「頑張った」だけでも褒めよう…ゆとり世代を育てるコツ

1990年代生まれの「ゆとり世代」も30代に差し掛かる。いよいよ企業の中核を担うポジションが求められる年齢だ。「ゆとり教育」という言葉のイメージがあるものの、この世代の大学進学率は51%(2010年度)と他の世代と比較しても高く、個々のポテンシャルは十分に感じられる。彼らが管理職、役職へとステップアップしていくにあたり、企業としていかに上手くマネジメントできるかは、今後、一企業、一経営者にとってだけではなく、日本社会全体の成功のカギを握るであろう。

ゆとり世代は「褒めて伸ばす」子育てを受けてきた

褒められて育ったゆとり世代の若手社員は、どんな小さなことでもできたときには褒められるのが当然だと思っています。

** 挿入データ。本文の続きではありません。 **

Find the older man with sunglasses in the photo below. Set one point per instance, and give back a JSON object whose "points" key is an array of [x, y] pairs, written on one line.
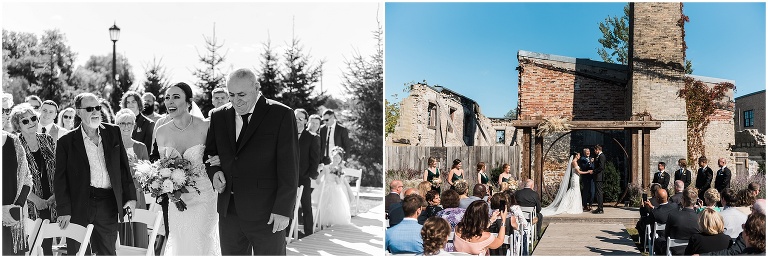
{"points": [[93, 182]]}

これは「褒めて伸ばす」子育ての功罪だと思いますが、褒められることに慣れていると、褒められなかったときに不満が出てくるようなのです。

 

逆にきつく叱られると、これにも慣れていないために、非常にショックを受けて泣き出したり、会社を休んだりする人もいます。大切に育てられて素直なのはよいのですが、一昔前の世代の常識からすると、繊細過ぎると感じることもあります。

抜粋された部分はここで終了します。